Winterthur. Strahlende Augen kennzeichneten am Freitag Abend die Teilnehmenden des fünften Winterthurer Sportlagers bei ihrer Rückkehr aus Tenero am Bahnhof Winterthur. Die ausgelassene Stimmung erzeugte eine ansteckende Wirkung. Die Jugendlichen erweckten den Eindruck, sich vor lauter Drang, den Eltern und Bekannten von ihren Lagererlebnissen zu berichten, kaum mehr geduldig an Ort und Stelle halten zu können.

Dank mildem und grösstenteils sonnigem Wetter konnte das gesamte Sportprogramm planmässig durchgeführt werden. Vormittags waren alle Teilnehmenden bei ihren zwei gewählten Sportarten eingeteilt und nachmittags konnte aus diversen Sportarten (wie Biketouren, Inline-Ausflügen, Tennis, Badminton, Windsurfen, Fussball) je nach Lust und Laune ein Angebot ausgewählt werden.

Am Mittwoch wurden die Jugendlichen in die durch die grossen Schweizer Erfolge bekannt gewordene Sportart Orientierungslauf eingeführt. Zuerst wurde den Teilnehmenden das Kartenlesen durch fachkundige Leiter beigebracht. Die neu erworbenen Fähigkeiten wurden anschliessend in einem einfachen Sprint-OL getestet.

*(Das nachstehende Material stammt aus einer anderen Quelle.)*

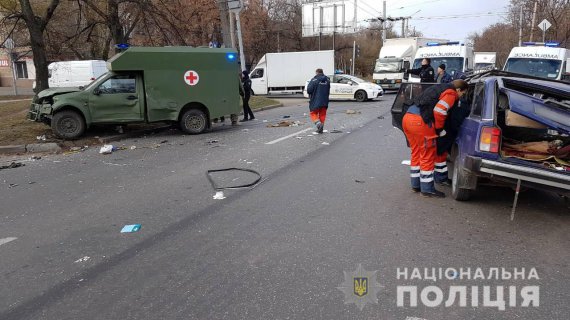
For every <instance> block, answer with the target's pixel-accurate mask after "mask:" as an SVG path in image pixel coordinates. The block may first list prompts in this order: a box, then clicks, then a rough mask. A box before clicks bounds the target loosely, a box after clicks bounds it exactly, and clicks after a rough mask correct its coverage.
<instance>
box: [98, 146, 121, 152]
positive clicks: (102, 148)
mask: <svg viewBox="0 0 570 320" xmlns="http://www.w3.org/2000/svg"><path fill="white" fill-rule="evenodd" d="M115 150H117V148H116V147H115V146H113V145H111V144H106V145H103V146H102V147H101V149H100V150H99V153H100V154H111V153H113V151H115Z"/></svg>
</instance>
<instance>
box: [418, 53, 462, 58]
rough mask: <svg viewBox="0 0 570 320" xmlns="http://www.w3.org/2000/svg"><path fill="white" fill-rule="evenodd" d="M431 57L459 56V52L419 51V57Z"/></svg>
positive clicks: (425, 57) (446, 56)
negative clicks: (419, 54)
mask: <svg viewBox="0 0 570 320" xmlns="http://www.w3.org/2000/svg"><path fill="white" fill-rule="evenodd" d="M432 57H461V53H459V52H448V53H442V52H436V53H421V54H420V58H432Z"/></svg>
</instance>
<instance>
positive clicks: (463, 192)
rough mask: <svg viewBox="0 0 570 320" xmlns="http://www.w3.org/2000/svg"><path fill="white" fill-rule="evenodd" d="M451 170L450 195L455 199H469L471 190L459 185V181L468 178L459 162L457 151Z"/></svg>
mask: <svg viewBox="0 0 570 320" xmlns="http://www.w3.org/2000/svg"><path fill="white" fill-rule="evenodd" d="M452 170H453V172H452V174H453V178H452V179H453V180H452V181H451V197H452V198H453V199H455V200H457V201H467V200H469V198H471V190H470V189H463V188H460V187H459V186H460V185H461V183H462V182H463V181H465V180H466V179H467V178H468V177H467V176H466V175H467V174H466V173H464V170H462V167H461V164H460V163H459V152H456V155H455V158H454V159H453V169H452Z"/></svg>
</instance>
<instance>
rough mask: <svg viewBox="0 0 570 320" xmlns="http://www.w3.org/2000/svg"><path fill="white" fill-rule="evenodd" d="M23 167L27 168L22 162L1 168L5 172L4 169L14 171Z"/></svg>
mask: <svg viewBox="0 0 570 320" xmlns="http://www.w3.org/2000/svg"><path fill="white" fill-rule="evenodd" d="M23 166H25V164H23V163H21V162H12V163H10V164H9V165H7V166H1V167H0V170H3V169H14V168H19V167H23Z"/></svg>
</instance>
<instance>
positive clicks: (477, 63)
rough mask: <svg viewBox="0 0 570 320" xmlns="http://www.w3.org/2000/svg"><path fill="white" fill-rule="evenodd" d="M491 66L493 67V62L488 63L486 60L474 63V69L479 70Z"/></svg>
mask: <svg viewBox="0 0 570 320" xmlns="http://www.w3.org/2000/svg"><path fill="white" fill-rule="evenodd" d="M491 67H493V64H492V63H488V62H483V63H476V64H475V70H481V69H485V68H491Z"/></svg>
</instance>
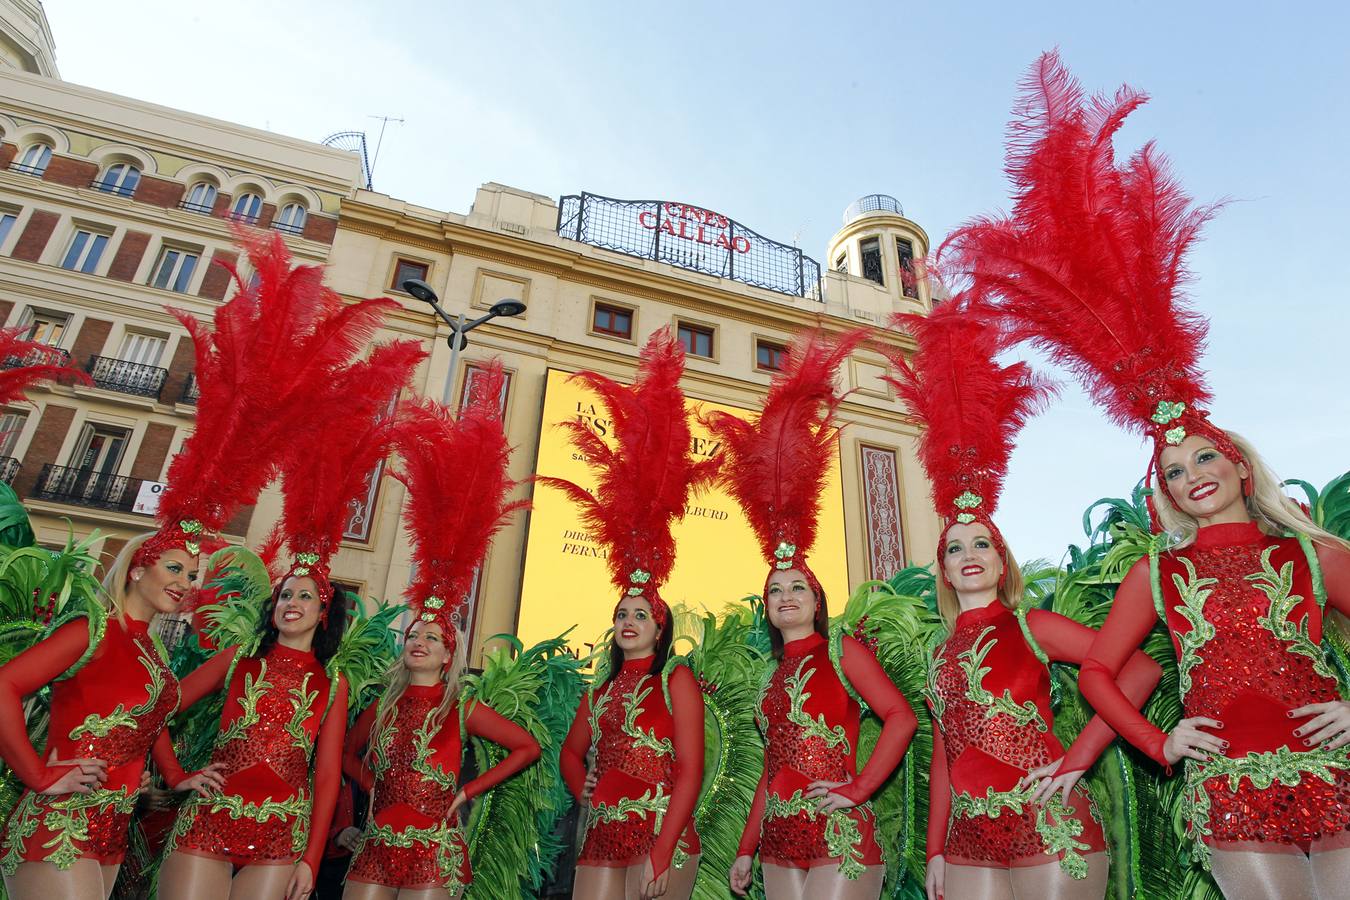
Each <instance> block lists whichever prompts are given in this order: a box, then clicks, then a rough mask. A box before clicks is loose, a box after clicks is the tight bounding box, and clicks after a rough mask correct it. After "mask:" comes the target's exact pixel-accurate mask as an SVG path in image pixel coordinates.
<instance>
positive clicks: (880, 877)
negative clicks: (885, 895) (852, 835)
mask: <svg viewBox="0 0 1350 900" xmlns="http://www.w3.org/2000/svg"><path fill="white" fill-rule="evenodd" d="M883 881H886V866H867V868H865V869H864V870H863V874H860V876H859V877H856V878H846V877H844V873H841V872H840V869H838V866H833V865H826V866H815V868H814V869H811V870H810V872H809V873H807V876H806V888H805V891H803V896H806V897H810V900H876V899H877V897H880V896H882V882H883Z"/></svg>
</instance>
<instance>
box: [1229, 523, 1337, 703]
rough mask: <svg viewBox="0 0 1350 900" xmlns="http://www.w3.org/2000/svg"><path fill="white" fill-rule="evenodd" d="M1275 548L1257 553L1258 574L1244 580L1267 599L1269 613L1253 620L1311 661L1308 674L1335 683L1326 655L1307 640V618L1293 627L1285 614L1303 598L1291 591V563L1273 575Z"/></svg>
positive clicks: (1297, 603) (1318, 646) (1320, 648)
mask: <svg viewBox="0 0 1350 900" xmlns="http://www.w3.org/2000/svg"><path fill="white" fill-rule="evenodd" d="M1276 549H1277V548H1276V546H1268V548H1266V549H1265V551H1264V552H1262V553H1261V571H1260V572H1257V573H1255V575H1249V576H1247V580H1249V582H1251V583H1254V584H1255V586H1257V588H1260V590H1261V592H1262V594H1265V595H1266V596H1268V598H1270V611H1269V613H1268V614H1266V615H1264V617H1260V618H1257V623H1258V625H1261V626H1262V627H1265V629H1266V630H1269V631H1270V633H1272V634H1273V636H1274V637H1276V640H1280V641H1285V642H1288V645H1289V652H1291V653H1297V654H1299V656H1305V657H1308V658H1309V660H1312V671H1314V672H1316V673H1318V675H1320V676H1322V677H1326V679H1335V677H1336V673H1335V672H1334V671H1332V669H1331V667H1330V665H1328V664H1327V654H1326V653H1324V652H1323V649H1322V648H1320V646H1319V645H1318V642H1316V641H1314V640H1312V638H1311V637H1308V618H1307V617H1304V618H1303V621H1301V622H1299V623H1297V625H1295V623H1293V622H1291V621H1289V614H1291V613H1293V610H1295V607H1296V606H1299V604H1300V603H1303V596H1301V595H1299V594H1292V591H1293V563H1285V564H1284V565H1281V567H1280V571H1278V572H1277V571H1276V569H1274V565H1272V564H1270V555H1272V553H1274V552H1276Z"/></svg>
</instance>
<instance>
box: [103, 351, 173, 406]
mask: <svg viewBox="0 0 1350 900" xmlns="http://www.w3.org/2000/svg"><path fill="white" fill-rule="evenodd" d="M86 371H88V372H89V375H90V376H93V383H94V385H96V386H97V387H103V389H105V390H115V391H119V393H121V394H134V395H136V397H150V398H153V399H159V391H162V390H163V387H165V378H167V376H169V370H167V368H159V367H158V366H143V364H142V363H128V362H127V360H124V359H111V358H108V356H90V358H89V366H88V367H86Z"/></svg>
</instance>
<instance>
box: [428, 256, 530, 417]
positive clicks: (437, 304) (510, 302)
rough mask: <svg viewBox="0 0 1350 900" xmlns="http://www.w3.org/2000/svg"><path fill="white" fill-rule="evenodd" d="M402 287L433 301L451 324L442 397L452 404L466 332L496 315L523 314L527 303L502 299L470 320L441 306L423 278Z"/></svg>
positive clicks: (464, 340) (433, 309)
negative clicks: (454, 390)
mask: <svg viewBox="0 0 1350 900" xmlns="http://www.w3.org/2000/svg"><path fill="white" fill-rule="evenodd" d="M402 287H404V290H406V291H408V293H409V294H412V296H413V297H416V298H417V300H420V301H423V302H424V304H431V308H432V309H433V310H436V314H437V316H440V320H441V321H443V322H445V324H447V325H450V336H448V337H447V339H445V343H447V344H450V374H448V375H447V376H445V393H444V395H443V397H441V399H440V402H441V405H443V406H450V391H451V390H454V386H455V367H456V366H459V351H462V349H464V348H466V347H468V337H467V336H466V335H468V332H471V331H474V329H475V328H478V327H479V325H482V324H483V322H486V321H490V320H493V318H498V317H512V316H520V314H521V313H522V312H525V304H522V302H520V301H518V300H498V301H497V302H495V304H493V305H491V306H490V308H489V309H487V314H486V316H479V317H478V318H475V320H472V321H467V322H466V321H464V313H459V318H458V320H452V318H451V317H450V313H447V312H445V310H444V309H443V308H441V305H440V298H439V297H436V291H435V290H432V287H431V285H428V283H427V282H424V281H423V279H421V278H409V279H408V281H405V282H404V283H402Z"/></svg>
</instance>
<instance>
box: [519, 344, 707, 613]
mask: <svg viewBox="0 0 1350 900" xmlns="http://www.w3.org/2000/svg"><path fill="white" fill-rule="evenodd" d="M683 372H684V348H683V347H682V345H680V344H679V341H676V340H675V337H674V336H672V335H671V331H670V328H661V329H660V331H657V332H655V333H653V335H652V336H651V339H648V341H647V344H645V345H644V347H643V351H641V355H640V356H639V363H637V378H636V381H634V382H633V385H632V387H625V386H624V385H620V383H618V382H616V381H613V379H610V378H605V376H603V375H597V374H595V372H578V374H575V375H574V376H572V378H574V379H575V381H579V382H582V383H585V385H586V386H587V387H590V389H591V390H594V391H595V393H597V394H599V397H601V402H602V403H603V405H605V409H606V412H607V413H609V417H610V420H612V421H613V429H612V433H613V436H614V447H610V445H607V444H606V443H605V441H603V440H602V439H601V437H599V436H597V434H595V433H594V432H593V430H591V429H590V428H589V426H587V425H586V424H585V422H580V421H570V422H566V424H564V428H567V430H568V437H570V439H571V441H572V445H574V447H575V448H576V449H578V452H579V453H580V455H582V456H583V457H585V460H586V463H587V466H590V468H591V471H593V472H594V474H595V490H594V491H587V490H586V488H583V487H580V486H578V484H574V483H572V482H568V480H566V479H560V478H540V479H539V480H540V482H543V483H544V484H549V486H552V487H556V488H559V490H562V491H563V493H566V494H567V495H568V497H570V498H571V499H572V501H574V502H575V503H576V505H578V506H579V507H580V510H582V521H583V522H585V524H586V528H587V529H589V530H590V533H591V536H593V537H594V538H595V540H597V541H598V542H599V544H602V545H603V546H606V548H607V549H609V556H607V564H609V572H610V580H612V582H613V584H614V587H617V588H618V590H620V591H621V592H624V594H633V595H637V594H641V595H643V596H645V598H647V599H648V602H651V604H652V611H653V615H655V618H656V619H657V622H659V623H660V625H664V619H666V611H664V610H661V609H660V607H664V602H663V600H661V599H660V587H661V586H663V584H664V583H666V580H667V579H668V578H670V573H671V571H672V569H674V568H675V538H674V536H672V534H671V526H672V525H674V524H675V522H676V521H679V519H680V518H683V517H684V507H686V505H687V502H688V497H690V493H691V491H695V490H699V488H701V487H703V486H705V484H709V483H710V482H711V480H713V478H714V476H715V474H717V460H703V461H694V456H693V433H691V432H690V425H688V412H687V410H686V406H684V394H683V391H680V387H679V379H680V375H682V374H683ZM634 573H637V578H636V579H634Z"/></svg>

Ein Ausflug zum bekannten Ausflugsziel Cardada, von wo aus eine atemberaubende Aussicht genossen werden konnte, zeigte den Teilnehmenden das Tessin von seiner schönsten Seite.

Für unterhaltsame, gesellige Lagerabende wurde seitens des Leiterteams stets gesorgt. Einmal hielt ein Postenlauf-Wettbewerb mit Thema Behinderung die Jugendlichen auf Trab, wobei als Ansporn verlockende Preise winkten. Ein andermal war ein Unihockeyturnier mit einem spannenden Finale angesagt. Dem matchwinnenden Team, welchem auch ein behinderterTeilnehmer angehörte, mochten alle den Sieg gönnen. Ein Discoabend mit einer Karaokeschau rundete die Lagerwoche als krönenden Abschluss ab.

Das Lager kann erneut als voller Erfolg bezeichnet werden. Es gab weder disziplinarische Verstösse noch grosse Verletzungen. Der hauptverantwortliche Lagerleiter, Beat Berger, ist mit dem Engagement der Schülerinnen und Schüler sowie der LeiterInnen hoch zufrieden. Die Jugendlichen aus der Behindertensportgruppe wurden kameradschaftlich in das Lagerleben integriert. Die Frage der Akzeptanz war für die Jugendlichen gar kein Thema - hatten sie doch alle ein gemeinsames Ziel vor Augen: Viel Sport, Action und gemeinsamen Spass. Das Lager stellt somit ein Paradebeispiel für die Integration von Behinderten dar.